Though, Mammon snitching on you is something he expected
People might think that he'll die loyal and never snitch on you but he knows better than that
He knows that Mammon will put your health above everything and would snitch if needed
For him, house arrest is a light and well thought punishment
He doesn't know why you need to receive it though
He means, you did nothing wrong, you just feed and play with the dog
He thinks the dramatic meet up is cute too!

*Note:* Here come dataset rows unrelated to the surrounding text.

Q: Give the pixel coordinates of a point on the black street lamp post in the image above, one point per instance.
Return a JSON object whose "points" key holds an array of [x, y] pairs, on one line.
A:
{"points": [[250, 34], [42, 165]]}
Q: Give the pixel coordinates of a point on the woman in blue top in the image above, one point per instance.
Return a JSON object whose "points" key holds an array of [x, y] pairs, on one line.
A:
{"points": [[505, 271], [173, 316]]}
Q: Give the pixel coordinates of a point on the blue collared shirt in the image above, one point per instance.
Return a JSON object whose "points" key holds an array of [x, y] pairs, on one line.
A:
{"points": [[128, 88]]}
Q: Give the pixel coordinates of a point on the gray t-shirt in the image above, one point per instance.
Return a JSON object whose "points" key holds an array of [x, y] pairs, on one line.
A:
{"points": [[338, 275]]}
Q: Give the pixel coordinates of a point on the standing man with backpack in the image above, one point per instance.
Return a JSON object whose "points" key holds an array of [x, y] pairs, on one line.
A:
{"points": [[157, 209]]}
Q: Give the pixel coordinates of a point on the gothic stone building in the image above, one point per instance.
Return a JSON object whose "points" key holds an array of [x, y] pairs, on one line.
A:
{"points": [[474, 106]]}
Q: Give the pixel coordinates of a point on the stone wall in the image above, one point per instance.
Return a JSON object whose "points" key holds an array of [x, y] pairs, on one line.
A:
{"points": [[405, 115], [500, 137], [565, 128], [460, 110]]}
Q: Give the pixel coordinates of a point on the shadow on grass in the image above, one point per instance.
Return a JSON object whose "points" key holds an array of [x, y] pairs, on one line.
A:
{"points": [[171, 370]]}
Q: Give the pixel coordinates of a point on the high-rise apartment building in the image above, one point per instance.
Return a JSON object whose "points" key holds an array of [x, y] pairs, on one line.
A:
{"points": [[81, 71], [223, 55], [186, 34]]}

He's standing on the background looking like ^^
BELPHEGOR:
He likes Cerberus
He has fluffy fur and would carry him when their together
He's unbelievably large too so he's like a giant, moving bed for Belphie
And he understand why you would go crazy over Cerberus
He is indeed one of a kind considering how he has three heads
But he can't understand why you would go through such lengths just to play with the dog
Don't get him wrong, he knows that you like Cerberus and sees him as a giant puppy
But Cerberus guards their grimoire and that grimoire is very important to them
So he's also one of the people that actually prevents you from going in the tomb to play with the hell hound
Lucifer trained them to be a strict guard dog for a reason
And he knows it and it's for his own good too
Though, he knows his explanations won't stop you considering how you're starving yourself to buy him dog food and toys
And even wake up late at night just to sneak out and give it to Cerberus
He wants to protect you of course
Cerberus is still a hell hound that's above thrice your size
So he did the unthinkable and stayed up late
Wanting to spy on you
He saw you sneaking your way down the hallway and so he decided to follow you
And then he saw them
Not Cerberus
But Mammon, Levi, Satan, Asmo and even Beel spying on you too
He guess he underestimated them
He just joined them behind the rock though and rested on Beel's shoulder
He's more assured now since his brothers are watching over you too
But when he heard the sudden rustle made by Asmo trying to struggle to confront you
His eyes shot open and helped Satan on strangling him down
Hell, he almost turned to his demon form
You falling ill is something he's scared of, but you getting mad at him is another
And both are as bad as the other
Actually, the way he glares at Asmo as Satan covers his mouth is terrifying
He might as well just point a knife at his neck at this point
And then the next morning what woke him up is not Lucifer
But the door of their house falling down and creating a loud thud
And is followed by loud howls and whines he knows too well
He's wide awake now and is staring at the two of you, dramatically hugging each other as if Lucifer kept you away from each other for years
Wait
What
Mammon snitched on you?!
Oh... So you've been on an house arrest since earlier this morning and not even a day passed and Cerberus is already running after you?